Risotto is such a chameleon-food. It can be sweet or savory, vegetarian or meaty, and is able to be tweaked with whatever you have on hand:
Oh, you didn’t use all the spinach in your salad last night? Spinach risotto.You’ve got leftover lox from that bagel party you had? Smoked salmon risotto. Your hipster friend just took you foraging and you have a bushel of fresh chanterelles? Wild mushroom risotto. It’s summer in Maine? Blueberry risotto. In the mood for Thai-Italian fusion? Spicy coconut risotto with prawns.
Eating is a serious matter in Italy. Cooking and food are among the finest expressions of Italian culture, vividly portraying the country’s history, regions and traditions. The skills of Italian cooking are handed down from one generation to the next, and its unique character has come about through centuries of testing in family kitchens.
First published in 1950, Il cucchiaio d’argento (the silver spoon) has become the most successful cookbook in Italy. Experts were commissioned to collect hundreds of traditional recipes from throughout the country, including every regional speciality.

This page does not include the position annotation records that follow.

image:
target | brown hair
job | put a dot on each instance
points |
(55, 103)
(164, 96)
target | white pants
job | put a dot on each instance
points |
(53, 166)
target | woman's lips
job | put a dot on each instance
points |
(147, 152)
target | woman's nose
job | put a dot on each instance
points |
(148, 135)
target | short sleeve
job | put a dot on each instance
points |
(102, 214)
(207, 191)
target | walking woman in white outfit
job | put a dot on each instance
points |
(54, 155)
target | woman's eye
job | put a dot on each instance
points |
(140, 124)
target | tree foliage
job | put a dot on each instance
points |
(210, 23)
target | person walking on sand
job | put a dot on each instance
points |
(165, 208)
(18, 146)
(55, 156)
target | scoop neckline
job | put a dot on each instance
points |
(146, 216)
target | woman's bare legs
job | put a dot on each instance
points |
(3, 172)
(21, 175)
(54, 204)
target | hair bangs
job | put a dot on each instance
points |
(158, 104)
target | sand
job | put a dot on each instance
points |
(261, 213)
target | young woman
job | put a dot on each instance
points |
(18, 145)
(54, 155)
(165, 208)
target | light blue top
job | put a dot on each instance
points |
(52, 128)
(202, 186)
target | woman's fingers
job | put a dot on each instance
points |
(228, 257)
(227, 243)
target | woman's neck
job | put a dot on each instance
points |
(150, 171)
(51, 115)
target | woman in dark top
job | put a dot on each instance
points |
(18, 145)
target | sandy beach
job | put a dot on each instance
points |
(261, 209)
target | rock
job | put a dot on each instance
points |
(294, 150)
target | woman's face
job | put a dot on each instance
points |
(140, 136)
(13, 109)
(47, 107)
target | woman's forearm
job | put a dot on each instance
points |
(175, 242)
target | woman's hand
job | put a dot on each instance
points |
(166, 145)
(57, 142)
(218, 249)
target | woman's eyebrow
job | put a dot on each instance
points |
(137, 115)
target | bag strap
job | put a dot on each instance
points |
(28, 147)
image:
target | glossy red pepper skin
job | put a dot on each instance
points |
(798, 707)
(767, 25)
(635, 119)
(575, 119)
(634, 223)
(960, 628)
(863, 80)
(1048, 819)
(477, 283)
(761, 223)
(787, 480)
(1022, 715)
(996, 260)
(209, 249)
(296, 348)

From its first appearance, the book immediately made its mark on the world of gastronomy and has been constantly updated, adapting the recipes and techniques to our modern lifestyle without losing the principles of authentic Italian cuisine.

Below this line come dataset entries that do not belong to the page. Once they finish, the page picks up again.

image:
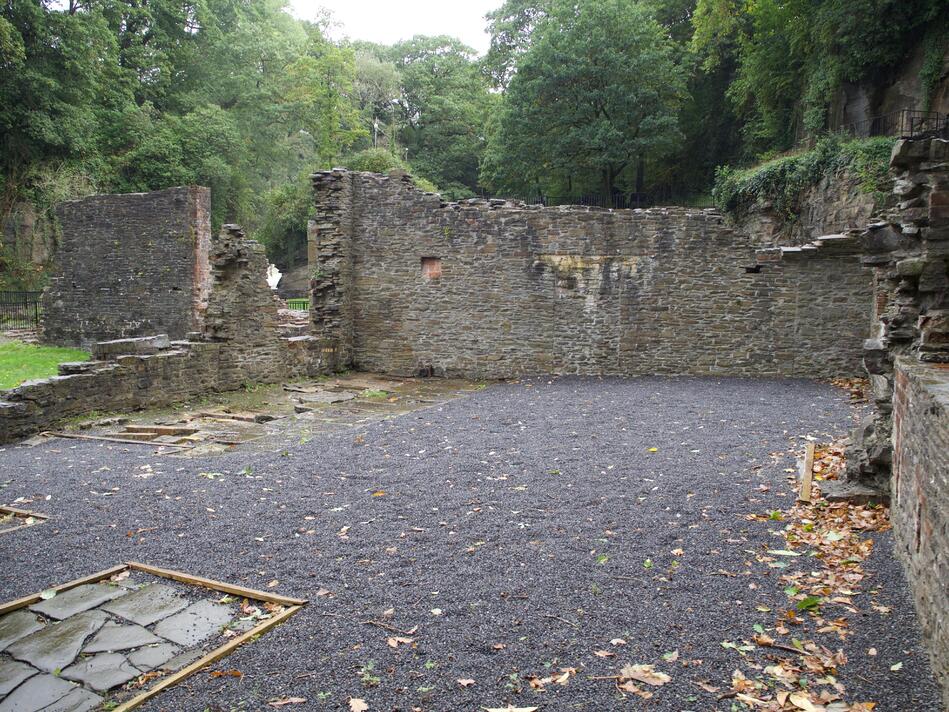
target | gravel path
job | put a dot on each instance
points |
(521, 529)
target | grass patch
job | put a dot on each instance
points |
(21, 362)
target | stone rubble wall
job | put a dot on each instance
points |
(920, 499)
(902, 450)
(526, 289)
(836, 204)
(241, 343)
(129, 265)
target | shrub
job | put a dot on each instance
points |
(781, 181)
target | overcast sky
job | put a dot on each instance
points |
(388, 21)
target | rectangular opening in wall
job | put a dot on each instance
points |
(431, 267)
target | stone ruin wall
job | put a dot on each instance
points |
(129, 265)
(526, 289)
(902, 449)
(240, 342)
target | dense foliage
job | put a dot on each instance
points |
(574, 97)
(782, 181)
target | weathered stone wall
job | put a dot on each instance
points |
(835, 205)
(920, 499)
(129, 265)
(522, 289)
(242, 342)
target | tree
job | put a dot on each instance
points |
(444, 105)
(597, 91)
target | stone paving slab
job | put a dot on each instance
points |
(102, 672)
(79, 599)
(56, 646)
(16, 625)
(150, 657)
(78, 700)
(148, 605)
(113, 637)
(196, 623)
(12, 673)
(37, 693)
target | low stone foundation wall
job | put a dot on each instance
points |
(171, 372)
(920, 499)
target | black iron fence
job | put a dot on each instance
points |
(593, 200)
(906, 123)
(19, 310)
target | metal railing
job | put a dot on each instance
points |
(19, 310)
(593, 200)
(298, 304)
(905, 123)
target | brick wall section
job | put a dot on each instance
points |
(571, 290)
(129, 265)
(920, 503)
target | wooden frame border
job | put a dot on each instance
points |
(22, 513)
(293, 605)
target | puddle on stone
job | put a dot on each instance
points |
(276, 417)
(12, 518)
(98, 645)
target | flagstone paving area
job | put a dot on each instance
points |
(516, 545)
(99, 644)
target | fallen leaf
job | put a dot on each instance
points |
(644, 673)
(801, 701)
(629, 686)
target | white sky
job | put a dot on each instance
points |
(388, 21)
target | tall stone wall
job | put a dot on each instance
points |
(129, 265)
(407, 284)
(920, 495)
(835, 204)
(901, 452)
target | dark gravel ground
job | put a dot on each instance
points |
(498, 511)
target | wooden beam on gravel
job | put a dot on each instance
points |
(217, 585)
(807, 474)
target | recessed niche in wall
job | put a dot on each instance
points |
(431, 267)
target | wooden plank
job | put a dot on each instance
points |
(807, 473)
(217, 585)
(37, 597)
(211, 657)
(23, 512)
(76, 436)
(161, 429)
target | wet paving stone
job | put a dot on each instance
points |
(56, 646)
(101, 672)
(195, 624)
(78, 700)
(148, 605)
(77, 600)
(16, 625)
(37, 693)
(12, 673)
(113, 637)
(182, 660)
(152, 656)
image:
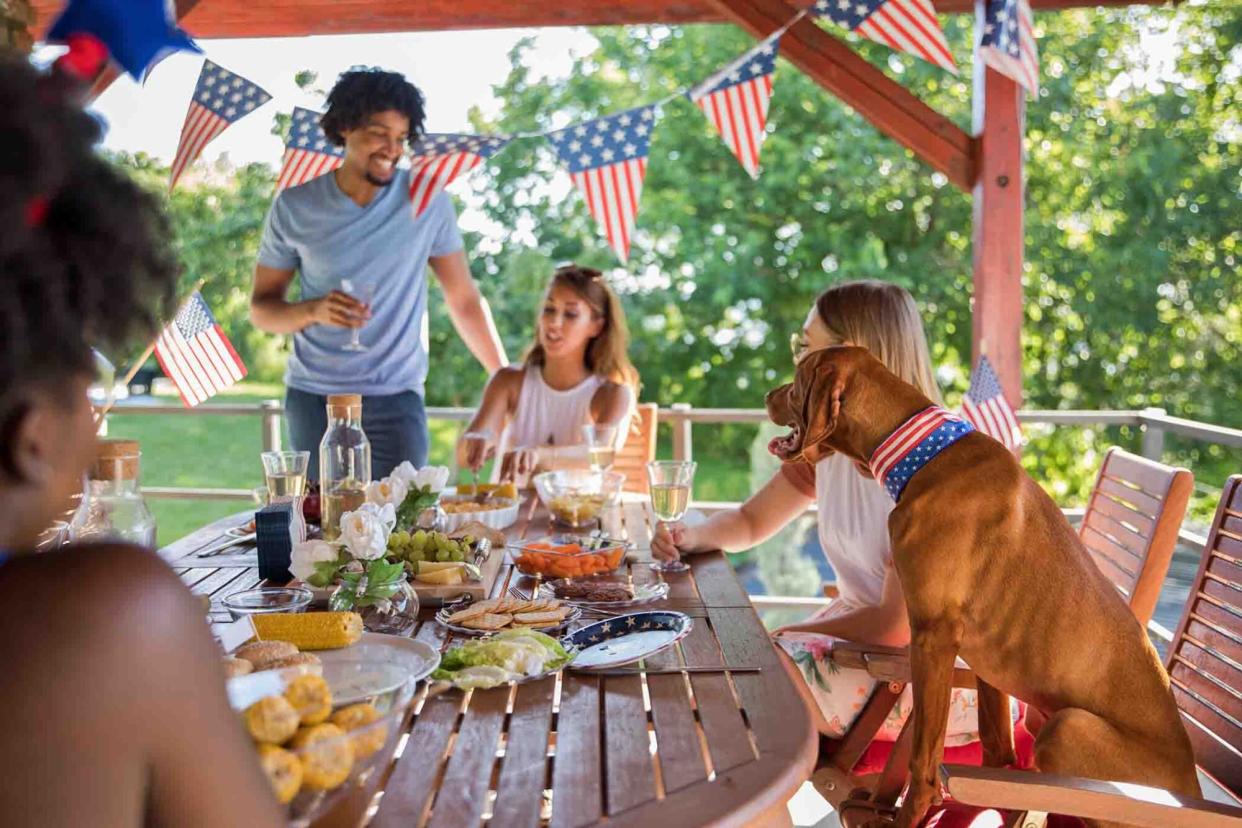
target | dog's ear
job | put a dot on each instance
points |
(821, 405)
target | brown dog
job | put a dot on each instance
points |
(991, 570)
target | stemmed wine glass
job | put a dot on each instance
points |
(365, 293)
(671, 483)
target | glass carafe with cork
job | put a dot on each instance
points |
(113, 503)
(344, 462)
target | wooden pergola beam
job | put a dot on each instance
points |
(884, 102)
(302, 18)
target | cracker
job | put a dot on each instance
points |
(472, 611)
(488, 621)
(540, 617)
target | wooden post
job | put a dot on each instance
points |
(999, 237)
(16, 16)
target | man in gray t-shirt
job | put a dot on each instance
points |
(357, 224)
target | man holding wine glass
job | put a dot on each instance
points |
(362, 258)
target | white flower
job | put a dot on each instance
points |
(309, 553)
(390, 489)
(435, 477)
(365, 530)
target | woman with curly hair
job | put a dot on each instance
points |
(112, 689)
(352, 234)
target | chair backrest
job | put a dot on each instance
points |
(639, 448)
(1132, 523)
(1205, 657)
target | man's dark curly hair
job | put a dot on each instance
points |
(362, 93)
(85, 253)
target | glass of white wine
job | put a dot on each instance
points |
(601, 446)
(365, 293)
(671, 483)
(286, 473)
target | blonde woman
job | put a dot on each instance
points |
(852, 520)
(576, 373)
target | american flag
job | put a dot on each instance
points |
(904, 25)
(607, 160)
(439, 159)
(220, 98)
(735, 101)
(307, 153)
(196, 355)
(986, 407)
(1007, 42)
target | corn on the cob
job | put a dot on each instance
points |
(311, 630)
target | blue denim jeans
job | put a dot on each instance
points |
(396, 425)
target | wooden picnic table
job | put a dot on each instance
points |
(688, 749)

The Silver Spoon series celebrates this wonderful heritage, and each cookbook explains a key aspect of authentic Italian cooking with hundreds of simple and traditional recipes.
So there. It’s a big deal in the cookbook world.

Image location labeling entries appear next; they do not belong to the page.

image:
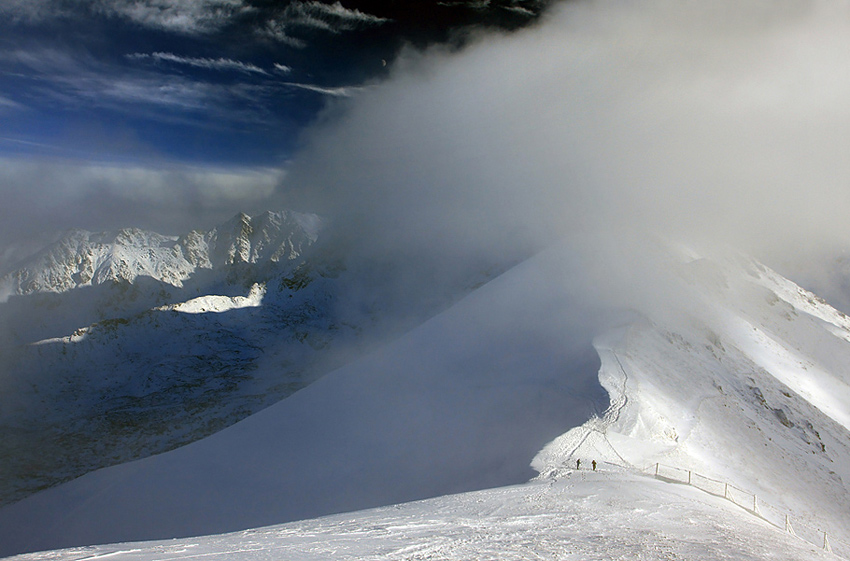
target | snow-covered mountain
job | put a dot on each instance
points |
(741, 376)
(121, 345)
(109, 355)
(82, 258)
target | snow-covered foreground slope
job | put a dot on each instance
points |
(723, 368)
(582, 517)
(462, 402)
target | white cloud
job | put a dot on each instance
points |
(277, 29)
(328, 17)
(721, 121)
(342, 91)
(187, 16)
(184, 16)
(210, 63)
(161, 196)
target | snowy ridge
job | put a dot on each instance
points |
(583, 516)
(83, 258)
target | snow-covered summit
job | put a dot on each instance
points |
(82, 258)
(746, 383)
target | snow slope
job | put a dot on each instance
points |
(582, 517)
(436, 412)
(735, 373)
(750, 383)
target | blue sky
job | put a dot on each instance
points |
(174, 114)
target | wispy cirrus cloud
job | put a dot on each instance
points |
(208, 63)
(333, 18)
(182, 16)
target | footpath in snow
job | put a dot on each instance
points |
(584, 516)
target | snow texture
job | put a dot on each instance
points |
(746, 382)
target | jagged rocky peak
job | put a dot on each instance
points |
(82, 258)
(270, 236)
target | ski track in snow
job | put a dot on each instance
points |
(587, 516)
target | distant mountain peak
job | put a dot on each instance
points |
(82, 258)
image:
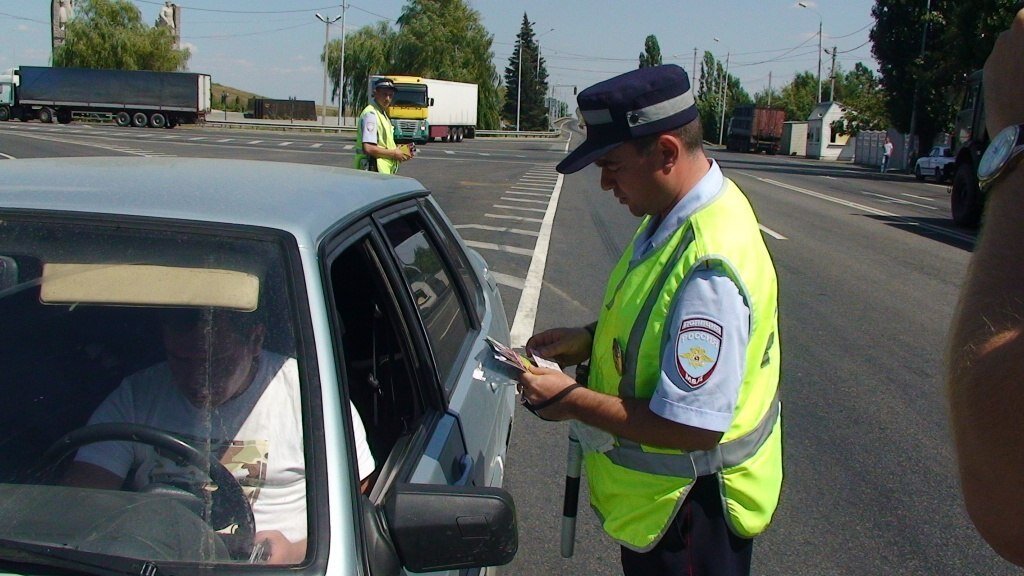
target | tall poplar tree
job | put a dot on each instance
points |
(111, 34)
(526, 65)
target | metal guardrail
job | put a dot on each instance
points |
(310, 126)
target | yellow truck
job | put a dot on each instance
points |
(426, 109)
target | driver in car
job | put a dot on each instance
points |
(218, 389)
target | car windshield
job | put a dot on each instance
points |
(148, 373)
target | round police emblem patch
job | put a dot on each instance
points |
(697, 347)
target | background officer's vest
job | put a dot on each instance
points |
(637, 489)
(385, 138)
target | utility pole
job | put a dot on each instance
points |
(327, 32)
(832, 75)
(341, 68)
(916, 84)
(725, 93)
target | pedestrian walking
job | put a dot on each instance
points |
(887, 154)
(375, 147)
(680, 421)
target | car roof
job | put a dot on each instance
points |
(303, 199)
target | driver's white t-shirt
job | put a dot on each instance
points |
(257, 434)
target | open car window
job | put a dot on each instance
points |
(169, 357)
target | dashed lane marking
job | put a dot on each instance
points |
(498, 229)
(499, 248)
(542, 210)
(508, 280)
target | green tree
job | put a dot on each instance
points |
(110, 34)
(798, 97)
(864, 99)
(651, 54)
(527, 104)
(709, 98)
(368, 50)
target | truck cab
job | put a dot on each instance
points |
(409, 108)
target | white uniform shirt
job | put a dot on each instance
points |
(705, 348)
(259, 435)
(369, 123)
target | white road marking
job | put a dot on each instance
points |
(918, 197)
(772, 233)
(508, 280)
(898, 201)
(516, 218)
(524, 200)
(498, 229)
(938, 230)
(499, 248)
(525, 314)
(528, 194)
(518, 208)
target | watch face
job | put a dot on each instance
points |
(997, 153)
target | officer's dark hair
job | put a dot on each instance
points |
(691, 135)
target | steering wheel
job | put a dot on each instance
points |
(228, 505)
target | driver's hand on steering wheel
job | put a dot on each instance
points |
(279, 549)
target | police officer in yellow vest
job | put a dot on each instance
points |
(375, 147)
(680, 421)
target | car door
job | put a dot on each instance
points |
(406, 327)
(478, 391)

I have made the carrot risotto recipe from The Silver Spoon more than half a dozen times and I can find no fault in it. Some people find risotto intimidating because they’ve heard it takes forever and is easy to mess up. The truth is, if you have 30 minutes and are able to stir continuously for 20, you can make perfect risotto too. Especially if you have baby leeks from your garden for garnish.